Probably, people knows this heuristics.

On the other hand, PostgreSQL always reads database files by BLCKSZ
(= usually, 8KB) when referenced block was not on the shared buffer,
however, it doesn't seem to me it can pull maximum performance of
modern storage system.

I'm not certain whether we had discussed this kind of ideas, or not.
So, I'd like to see the reason why we stick on the fixed length i/o size,
if similar ideas were rejected before.

An idea that I'd like to investigate is, PostgreSQL allocates a set of
continuous buffers to fit larger i/o size when block is referenced due to
sequential scan, then invokes consolidated i/o request on the buffer.
It probably make sense if we can expect upcoming block references
shall be on the neighbor blocks; that is typical sequential read workload.

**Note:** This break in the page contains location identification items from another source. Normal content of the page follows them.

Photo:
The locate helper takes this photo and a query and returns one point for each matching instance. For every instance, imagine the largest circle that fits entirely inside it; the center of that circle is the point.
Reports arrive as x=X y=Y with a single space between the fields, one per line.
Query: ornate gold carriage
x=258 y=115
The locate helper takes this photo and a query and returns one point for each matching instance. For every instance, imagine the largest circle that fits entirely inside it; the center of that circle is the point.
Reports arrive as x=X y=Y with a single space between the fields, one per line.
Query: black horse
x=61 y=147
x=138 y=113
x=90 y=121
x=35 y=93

Of course, we shall need to solve some complicated stuff, like prevention
of fragmentation on shared buffers, or enhancement of internal APIs of
storage manager to accept larger i/o size.
Furthermore, it seems to me this idea has worth to investigate.

Any comments please. Thanks,

Isn't this dealt with at least in part by effective i/o concurrency
and o/s readahead?

merlin

--
Sent via pgsql-hackers mailing list (pgsql-hackers@postgresql.org)
To make changes to your subscription:
http://www.postgresql.org/mailpref/pgsql-hackers

#3Tom Lane
tgl@sss.pgh.pa.us
In reply to: Merlin Moncure (#2)
Re: Does larger i/o size make sense?

Merlin Moncure <mmoncure@gmail.com> writes:

On Thu, Aug 22, 2013 at 2:53 PM, Kohei KaiGai <kaigai@kaigai.gr.jp> wrote:

An idea that I'd like to investigate is, PostgreSQL allocates a set of
continuous buffers to fit larger i/o size when block is referenced due to
sequential scan, then invokes consolidated i/o request on the buffer.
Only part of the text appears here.